Yo sé que a veces da la impresión de que llego a mi salón con lanzallamas, pero la verdad es que a mis alumnos siempre los trato con cariño. Es feo gritarle a un adolescente, es como gritarle a un perrito, pero además como si el perrito fuera quien paga tu sueldo. No se hace. Sin embargo, aquí en la privacidad de mi hogar, la historia es otra. A sus trabajos impresos sí les digo de todo. Con sus exámenes se me sale el Ricardo Darín que todos llevamos dentro.
Agarro la hoja bond de ambas orillas como si la estuviera cogiendo de las orejas y le susurro: oye por la concha pelirroja de tu tía la Jacinta ¿en qué academia te han entrenao tan feo? ¿cómo vas a escribir "ah" en vez de "ha" ¿Pa eso te HA parido tu vieja, AH? He escuchado reguetones con líneas argumentales mejor logradas.

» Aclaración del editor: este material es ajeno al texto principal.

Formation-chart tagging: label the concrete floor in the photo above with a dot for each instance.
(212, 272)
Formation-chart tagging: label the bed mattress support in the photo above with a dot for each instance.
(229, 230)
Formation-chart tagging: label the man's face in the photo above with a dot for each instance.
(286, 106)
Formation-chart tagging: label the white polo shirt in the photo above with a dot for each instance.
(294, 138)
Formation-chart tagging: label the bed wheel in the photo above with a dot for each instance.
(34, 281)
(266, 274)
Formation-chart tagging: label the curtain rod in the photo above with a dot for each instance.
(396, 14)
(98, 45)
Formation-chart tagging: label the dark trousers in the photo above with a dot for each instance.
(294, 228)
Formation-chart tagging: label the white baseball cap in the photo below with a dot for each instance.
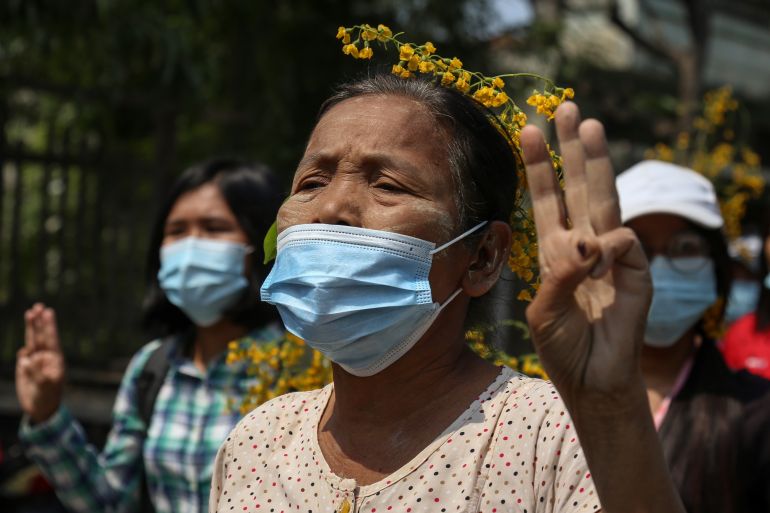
(656, 187)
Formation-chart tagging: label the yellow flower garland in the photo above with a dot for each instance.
(414, 59)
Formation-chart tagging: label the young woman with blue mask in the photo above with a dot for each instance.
(746, 345)
(397, 223)
(715, 435)
(204, 272)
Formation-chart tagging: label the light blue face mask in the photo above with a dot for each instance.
(203, 277)
(744, 296)
(679, 299)
(361, 297)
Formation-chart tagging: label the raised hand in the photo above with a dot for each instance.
(587, 319)
(40, 365)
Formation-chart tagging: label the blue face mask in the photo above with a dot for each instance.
(203, 277)
(679, 298)
(743, 299)
(361, 297)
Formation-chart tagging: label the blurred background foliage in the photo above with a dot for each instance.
(104, 102)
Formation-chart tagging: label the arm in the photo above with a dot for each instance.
(588, 317)
(84, 479)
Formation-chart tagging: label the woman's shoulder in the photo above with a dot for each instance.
(532, 398)
(282, 413)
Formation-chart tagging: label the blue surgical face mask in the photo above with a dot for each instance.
(361, 297)
(744, 295)
(203, 277)
(679, 298)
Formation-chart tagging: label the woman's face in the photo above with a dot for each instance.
(202, 213)
(380, 162)
(668, 235)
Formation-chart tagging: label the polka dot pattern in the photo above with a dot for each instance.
(513, 450)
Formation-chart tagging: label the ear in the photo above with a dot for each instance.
(488, 261)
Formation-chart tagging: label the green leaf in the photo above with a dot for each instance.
(270, 244)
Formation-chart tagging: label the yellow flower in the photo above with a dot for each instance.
(524, 295)
(427, 67)
(406, 52)
(368, 33)
(350, 50)
(365, 53)
(383, 33)
(414, 63)
(500, 99)
(455, 63)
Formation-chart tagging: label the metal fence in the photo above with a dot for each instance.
(74, 216)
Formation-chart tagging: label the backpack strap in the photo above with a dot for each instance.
(148, 385)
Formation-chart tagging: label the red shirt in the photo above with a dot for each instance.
(746, 348)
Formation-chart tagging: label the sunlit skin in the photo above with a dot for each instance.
(379, 162)
(661, 365)
(204, 213)
(40, 365)
(392, 174)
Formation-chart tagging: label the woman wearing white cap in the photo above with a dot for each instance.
(714, 424)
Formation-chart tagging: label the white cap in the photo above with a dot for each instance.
(656, 187)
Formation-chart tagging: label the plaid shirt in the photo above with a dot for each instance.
(194, 412)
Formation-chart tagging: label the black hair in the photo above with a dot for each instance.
(253, 193)
(480, 156)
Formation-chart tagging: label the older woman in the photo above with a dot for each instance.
(396, 225)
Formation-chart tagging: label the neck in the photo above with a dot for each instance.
(439, 365)
(211, 341)
(661, 365)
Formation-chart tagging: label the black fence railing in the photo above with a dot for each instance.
(74, 216)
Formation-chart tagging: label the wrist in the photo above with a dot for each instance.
(617, 404)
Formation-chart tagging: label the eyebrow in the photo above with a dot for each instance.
(381, 159)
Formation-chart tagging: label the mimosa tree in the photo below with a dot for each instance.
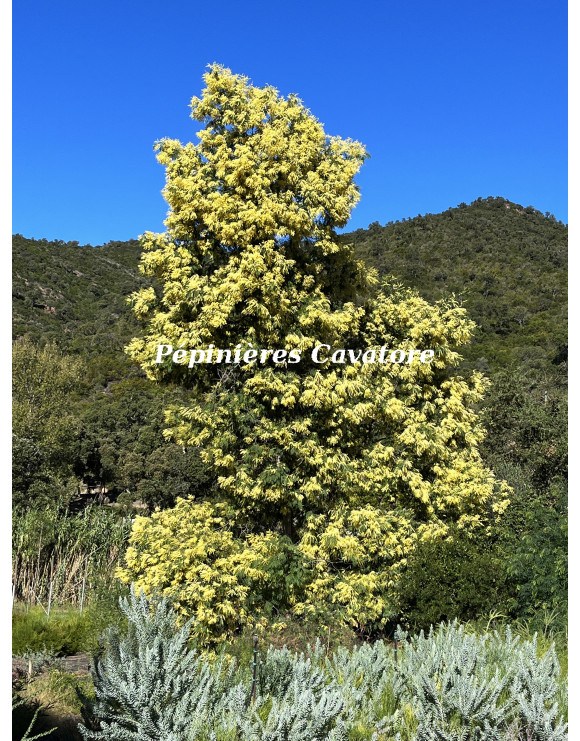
(328, 472)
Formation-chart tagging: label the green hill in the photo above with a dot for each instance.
(506, 265)
(98, 421)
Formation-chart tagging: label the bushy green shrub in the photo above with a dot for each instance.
(449, 685)
(456, 577)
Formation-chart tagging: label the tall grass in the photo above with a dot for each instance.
(50, 546)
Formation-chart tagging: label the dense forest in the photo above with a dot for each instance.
(88, 426)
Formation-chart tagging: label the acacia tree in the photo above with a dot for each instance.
(328, 474)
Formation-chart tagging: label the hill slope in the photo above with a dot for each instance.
(506, 264)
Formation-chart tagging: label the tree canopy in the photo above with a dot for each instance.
(343, 466)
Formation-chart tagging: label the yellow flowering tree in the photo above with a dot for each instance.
(339, 466)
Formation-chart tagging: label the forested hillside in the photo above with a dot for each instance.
(98, 422)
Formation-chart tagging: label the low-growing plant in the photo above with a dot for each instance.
(448, 685)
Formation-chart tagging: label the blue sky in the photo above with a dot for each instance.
(453, 100)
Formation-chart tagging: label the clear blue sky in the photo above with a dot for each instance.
(453, 100)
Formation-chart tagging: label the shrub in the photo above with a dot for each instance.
(448, 685)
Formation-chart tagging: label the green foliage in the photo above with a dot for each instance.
(449, 685)
(17, 708)
(44, 430)
(65, 632)
(53, 544)
(507, 263)
(352, 463)
(457, 577)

Ya ya arranca arranca. Luego le clavo la punta del lapicero como quien cogotea al examen y le hago sangrar el cero, pa que no se olvide nunca de este callejón sintáctico.
Al día siguiente llego al salón tranquilazo, los saludo con una sonrisa sincera y les devuelvo sus textos preguntándoles cómo han pasado el fin de semana. Sin embargo yo imagino que algo de estática maligna se contagia al papel bond porque cuando desde lejos ven que su examen llega más marcado que Jesucristo en la versión de Mel Gibson, les empiezan a temblar las manos y el puchero.
Oe, pero yo no venía a contar esto. Disculpen que me haya distraído, la furia es un animal escurridizo. La verdad es que yo venía a contar otra cosa mucho más bonita sobre la que ha escrito una alumna. Algo que me ha hecho tener una epifanía y pensar que TAL VEZ la razón no la tengo yo ni mi lapicero rojo sino mis alumnos.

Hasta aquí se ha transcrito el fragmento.